Dear Metro: "I fell out with a friend, how do I make this right?"
This week, Dear Metro is being guest written by Robinson, a New Zealand singer-songwriter who after living in London for most of 2019, is back home in New Zealand to celebrate the release of her debut EP Watching You.
In March, Robinson will head on her first-ever headline tour in Australia/New Zealand – including a set at Homegrown Music Festival on Saturday March 21st.
Read last week’s Dear Metro, which was Robinson’s debut as our guest columnist.
I feel very sad about the state of the world all the time, and I don’t know what to do. I’m worried that engaging too much, by reading the news and stuff, is making me angry and unhappy – but I don’t want to be ignorant. What should I do?
Weight of the World
I understand this can be a very uncomfortable feeling wanting to care, staying aware of the state of the world and fighting for our planet but it can become very easy to only be reading and hearing about all the negative things that are happening and I think if this is all we see on TV, or in the papers – it’s only natural we’d feel upset.
It’s about balance. There’s a lot of hurt in the world right now, but there’s a lot of beauty too. Although there’s a lot of sadness in disasters, it really shines a light on how we come together in times of need, and how so many of us are willing to help without wanting anything in return.
I had a falling out with my friend, and I just want her back in my life. I don’t think she was totally in the right when we fought, but I also know I didn’t behave great either. I’m willing to forgive and forget but I don’t think she is – how can I convince her to be mates again?
Falling out with a friend is never a nice feeling but as humans who feel, it can be inevitable sometimes. After falling out, it can be a confusing thing trying to navigate who reaches out, and understanding where each other are coming from but I think you need to look at what your priority is which seems to me to be that you want her to be back in your life and if her priority is the same, you’ll both want to come to a middle ground to get back to a good place again.

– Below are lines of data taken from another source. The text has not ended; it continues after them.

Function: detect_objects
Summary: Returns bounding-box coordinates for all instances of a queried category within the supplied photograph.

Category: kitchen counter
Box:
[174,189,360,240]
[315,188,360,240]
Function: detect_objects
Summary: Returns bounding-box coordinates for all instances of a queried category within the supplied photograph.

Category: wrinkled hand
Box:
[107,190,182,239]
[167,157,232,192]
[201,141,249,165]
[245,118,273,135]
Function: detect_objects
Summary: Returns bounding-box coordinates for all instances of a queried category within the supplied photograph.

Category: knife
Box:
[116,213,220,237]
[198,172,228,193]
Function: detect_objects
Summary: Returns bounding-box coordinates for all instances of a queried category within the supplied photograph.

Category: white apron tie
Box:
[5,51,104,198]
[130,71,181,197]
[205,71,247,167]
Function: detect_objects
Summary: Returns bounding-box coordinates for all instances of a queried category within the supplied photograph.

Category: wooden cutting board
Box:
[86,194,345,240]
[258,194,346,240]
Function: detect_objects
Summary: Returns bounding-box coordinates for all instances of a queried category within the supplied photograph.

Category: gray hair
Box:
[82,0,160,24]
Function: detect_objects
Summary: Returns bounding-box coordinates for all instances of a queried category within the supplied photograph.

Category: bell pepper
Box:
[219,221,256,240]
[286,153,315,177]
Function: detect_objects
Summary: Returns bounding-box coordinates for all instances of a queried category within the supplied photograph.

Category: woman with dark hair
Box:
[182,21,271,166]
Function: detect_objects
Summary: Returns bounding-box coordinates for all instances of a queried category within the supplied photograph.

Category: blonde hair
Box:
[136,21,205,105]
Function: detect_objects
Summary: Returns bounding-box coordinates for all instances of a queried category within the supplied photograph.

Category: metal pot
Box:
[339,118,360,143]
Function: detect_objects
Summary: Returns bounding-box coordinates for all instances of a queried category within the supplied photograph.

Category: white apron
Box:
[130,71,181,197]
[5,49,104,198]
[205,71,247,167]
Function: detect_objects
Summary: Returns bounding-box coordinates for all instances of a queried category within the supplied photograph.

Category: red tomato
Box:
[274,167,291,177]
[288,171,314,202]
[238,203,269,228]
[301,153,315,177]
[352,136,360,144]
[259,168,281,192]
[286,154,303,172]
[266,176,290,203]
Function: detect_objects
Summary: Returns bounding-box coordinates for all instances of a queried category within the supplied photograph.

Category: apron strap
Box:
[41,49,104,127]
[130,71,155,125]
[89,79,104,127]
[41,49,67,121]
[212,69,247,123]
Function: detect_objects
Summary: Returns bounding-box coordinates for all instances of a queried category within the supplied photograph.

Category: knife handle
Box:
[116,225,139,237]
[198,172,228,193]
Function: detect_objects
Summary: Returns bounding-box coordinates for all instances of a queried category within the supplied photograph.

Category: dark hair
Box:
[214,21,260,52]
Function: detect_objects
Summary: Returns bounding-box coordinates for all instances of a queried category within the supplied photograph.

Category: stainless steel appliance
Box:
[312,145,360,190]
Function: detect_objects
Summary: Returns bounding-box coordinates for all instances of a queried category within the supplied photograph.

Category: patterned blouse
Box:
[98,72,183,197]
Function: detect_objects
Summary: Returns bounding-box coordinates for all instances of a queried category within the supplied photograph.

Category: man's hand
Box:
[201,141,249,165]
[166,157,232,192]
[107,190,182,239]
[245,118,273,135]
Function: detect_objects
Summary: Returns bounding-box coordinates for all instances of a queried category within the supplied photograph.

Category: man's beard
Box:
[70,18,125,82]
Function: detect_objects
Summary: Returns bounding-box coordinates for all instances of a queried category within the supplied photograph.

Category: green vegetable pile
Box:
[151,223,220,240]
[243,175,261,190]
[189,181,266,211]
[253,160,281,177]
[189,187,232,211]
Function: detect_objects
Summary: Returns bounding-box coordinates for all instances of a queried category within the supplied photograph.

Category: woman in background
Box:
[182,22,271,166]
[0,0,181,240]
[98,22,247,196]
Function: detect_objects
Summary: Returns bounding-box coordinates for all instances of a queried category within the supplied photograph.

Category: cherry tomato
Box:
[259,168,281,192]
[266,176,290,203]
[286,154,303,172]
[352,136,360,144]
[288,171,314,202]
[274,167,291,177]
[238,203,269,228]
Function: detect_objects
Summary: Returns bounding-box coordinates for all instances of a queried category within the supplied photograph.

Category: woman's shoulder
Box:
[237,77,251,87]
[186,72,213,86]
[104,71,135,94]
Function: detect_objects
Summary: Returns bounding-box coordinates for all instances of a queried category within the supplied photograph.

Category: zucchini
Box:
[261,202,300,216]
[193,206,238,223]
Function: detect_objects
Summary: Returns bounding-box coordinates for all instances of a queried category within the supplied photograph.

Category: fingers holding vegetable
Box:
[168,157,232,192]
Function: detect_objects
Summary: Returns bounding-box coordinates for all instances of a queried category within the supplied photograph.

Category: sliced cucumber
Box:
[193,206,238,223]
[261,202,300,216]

I think a good place to start if you haven’t already is sitting down face to face and allowing each other to explain the way you’ve felt and why you feel this way so you’re on the same page – it’s all about compromise – it can be very easy to get defensive in arguments especially when we can’t see our faults or thinking the other person is in the wrong but it’s knowing where to give and where to take as there are always two sides to every story and to make things work again, I believe it’s important to be aware of each other’s boundaries so you can both avoid conflict the best you can. Hope this helps!